Now, at the vault, she squeezes his shoulder, her smile a dark mirror of his own, and watches as he keys in the combination: 7-4-8-2-9-6-1-6-7-9. She memorizes it. He opens the vault door, and everyone gasps.


The vault is empty.


There are no signs of forced entry. No alarms went off. Everyone is rushed back out of the hallway as Martin calls the police, then his security company. Alex has never heard him scream at another person like this.


Two hours and twelve minutes ago, Alex opened a storage locker she’d rented three months earlier. There was part of a couch and several boxes of random stuff in here--mostly to keep up appearances-- but tucked back in the corner was a wooden crate. She pried off the lid and marveled at the perfect, priceless, ancient Nigerian statue. She saw the papers with expert signatures, verifying the statue’s origin, age, and authenticity. She had to hold in a shriek of joy as she resealed the box and locked the storage unit back up. All her hard work, all her research, everything she’d put into this project was going to pay off.

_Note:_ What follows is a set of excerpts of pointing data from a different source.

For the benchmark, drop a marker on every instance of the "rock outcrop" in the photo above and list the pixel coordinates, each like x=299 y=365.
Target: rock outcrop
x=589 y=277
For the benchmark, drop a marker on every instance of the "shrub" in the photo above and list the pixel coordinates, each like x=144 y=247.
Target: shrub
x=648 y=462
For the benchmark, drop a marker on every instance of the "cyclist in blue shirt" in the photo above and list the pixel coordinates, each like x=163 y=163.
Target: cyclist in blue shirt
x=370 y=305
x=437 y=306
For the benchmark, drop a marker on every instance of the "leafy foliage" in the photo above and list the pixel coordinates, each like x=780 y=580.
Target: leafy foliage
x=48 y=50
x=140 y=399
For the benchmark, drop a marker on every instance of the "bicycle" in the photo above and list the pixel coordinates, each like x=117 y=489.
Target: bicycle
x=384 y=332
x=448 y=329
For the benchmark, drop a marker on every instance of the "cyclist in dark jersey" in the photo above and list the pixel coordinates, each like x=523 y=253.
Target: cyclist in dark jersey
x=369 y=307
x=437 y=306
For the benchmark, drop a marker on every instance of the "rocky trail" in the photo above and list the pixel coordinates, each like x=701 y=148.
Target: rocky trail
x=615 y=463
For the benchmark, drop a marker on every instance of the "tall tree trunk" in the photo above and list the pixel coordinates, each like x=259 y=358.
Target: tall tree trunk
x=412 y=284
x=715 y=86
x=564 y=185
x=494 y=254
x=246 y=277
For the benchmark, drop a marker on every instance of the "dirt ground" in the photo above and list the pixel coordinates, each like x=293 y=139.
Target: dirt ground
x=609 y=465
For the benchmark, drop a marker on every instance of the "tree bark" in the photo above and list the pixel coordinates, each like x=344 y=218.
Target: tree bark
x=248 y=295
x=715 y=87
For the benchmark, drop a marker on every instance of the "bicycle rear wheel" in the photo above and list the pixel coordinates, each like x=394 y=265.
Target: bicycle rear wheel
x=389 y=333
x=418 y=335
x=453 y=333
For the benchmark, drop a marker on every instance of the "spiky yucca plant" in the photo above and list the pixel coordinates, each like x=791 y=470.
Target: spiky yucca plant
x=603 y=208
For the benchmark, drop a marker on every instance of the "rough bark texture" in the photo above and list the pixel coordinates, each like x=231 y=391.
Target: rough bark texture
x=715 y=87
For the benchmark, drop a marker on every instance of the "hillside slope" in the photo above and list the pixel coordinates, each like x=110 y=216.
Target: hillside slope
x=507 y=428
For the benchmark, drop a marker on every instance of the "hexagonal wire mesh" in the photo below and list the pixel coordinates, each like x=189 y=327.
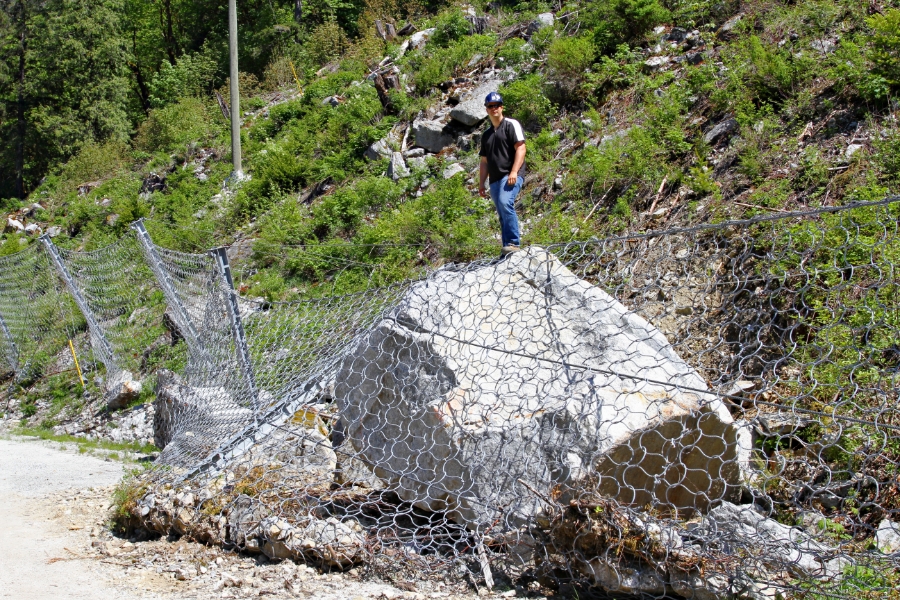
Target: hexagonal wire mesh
x=699 y=412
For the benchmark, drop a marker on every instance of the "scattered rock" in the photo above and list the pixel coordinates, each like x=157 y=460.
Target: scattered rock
x=770 y=543
x=723 y=130
x=434 y=349
x=431 y=135
x=726 y=31
x=478 y=25
x=416 y=162
x=676 y=35
x=14 y=225
x=397 y=168
x=656 y=63
x=453 y=169
x=887 y=537
x=185 y=414
x=470 y=111
x=154 y=182
x=121 y=389
x=540 y=22
x=419 y=39
x=824 y=46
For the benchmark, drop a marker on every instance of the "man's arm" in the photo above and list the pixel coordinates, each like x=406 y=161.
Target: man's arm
x=482 y=176
x=517 y=163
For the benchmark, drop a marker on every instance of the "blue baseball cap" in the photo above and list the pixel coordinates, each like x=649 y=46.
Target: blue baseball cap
x=493 y=98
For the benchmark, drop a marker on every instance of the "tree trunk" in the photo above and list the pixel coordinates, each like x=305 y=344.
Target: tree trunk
x=20 y=107
x=143 y=92
x=165 y=17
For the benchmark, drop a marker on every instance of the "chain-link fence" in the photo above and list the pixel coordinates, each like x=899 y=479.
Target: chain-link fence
x=700 y=413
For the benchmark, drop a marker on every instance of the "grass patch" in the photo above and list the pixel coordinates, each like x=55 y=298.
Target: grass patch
x=85 y=445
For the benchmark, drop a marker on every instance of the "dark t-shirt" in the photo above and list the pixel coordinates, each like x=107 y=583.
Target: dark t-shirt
x=499 y=146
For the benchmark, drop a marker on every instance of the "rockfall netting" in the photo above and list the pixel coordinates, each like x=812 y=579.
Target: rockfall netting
x=700 y=413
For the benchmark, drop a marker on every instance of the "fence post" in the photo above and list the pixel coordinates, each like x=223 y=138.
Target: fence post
x=162 y=276
x=237 y=328
x=103 y=347
x=12 y=351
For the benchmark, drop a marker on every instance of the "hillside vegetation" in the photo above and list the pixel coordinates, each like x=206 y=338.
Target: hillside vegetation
x=641 y=114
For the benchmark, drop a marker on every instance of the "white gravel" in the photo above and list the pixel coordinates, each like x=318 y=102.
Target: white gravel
x=54 y=545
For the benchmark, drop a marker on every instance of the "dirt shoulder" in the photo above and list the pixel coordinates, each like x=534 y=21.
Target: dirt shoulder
x=54 y=504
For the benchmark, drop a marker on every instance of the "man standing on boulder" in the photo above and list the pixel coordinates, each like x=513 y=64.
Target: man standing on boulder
x=503 y=163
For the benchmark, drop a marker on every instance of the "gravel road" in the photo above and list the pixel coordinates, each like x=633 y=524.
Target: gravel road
x=54 y=544
x=32 y=541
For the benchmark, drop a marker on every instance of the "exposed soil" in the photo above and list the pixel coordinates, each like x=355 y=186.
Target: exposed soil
x=54 y=506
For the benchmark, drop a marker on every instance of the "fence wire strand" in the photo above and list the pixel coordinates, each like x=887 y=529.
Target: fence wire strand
x=702 y=412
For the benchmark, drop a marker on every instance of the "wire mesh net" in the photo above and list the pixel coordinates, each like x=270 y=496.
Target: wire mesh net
x=700 y=413
x=123 y=299
x=37 y=317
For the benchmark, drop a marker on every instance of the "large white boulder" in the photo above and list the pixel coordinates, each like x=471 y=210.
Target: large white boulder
x=431 y=135
x=189 y=421
x=121 y=389
x=471 y=110
x=494 y=385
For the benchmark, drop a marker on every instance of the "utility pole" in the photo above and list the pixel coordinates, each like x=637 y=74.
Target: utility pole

“Thank you, Ms. Wells,” The officer says to her after he’s taken Alex’s statement. He moves onto the next guest, and she finds Martin. 


“I’m so sorry, Martin,” she says as she gives him a hug. “I just can’t believe it.”


“I just-” Martin is frothing with anger and embarrassment, but he puts on a calm face for Alex. “I just saw it. I just looked at the damn thing not two hours ago! I don’t understand how this guy even knew it was here, much less how he got past us in the party. Nevermind how he knew the combination! I tell you, it had to be someone on my security team.”


“I hope you find him, whoever he is,” she says, then bids him goodnight and heads to her car.


The whole drive home she can’t help grinning. She’s got almost everything she needs: The window of opportunity, the exact location and combination of the vault, and a perfect alibi. She still needs to figure out how to get past the cameras, but she knows she will. 


She’s got all the time in the world.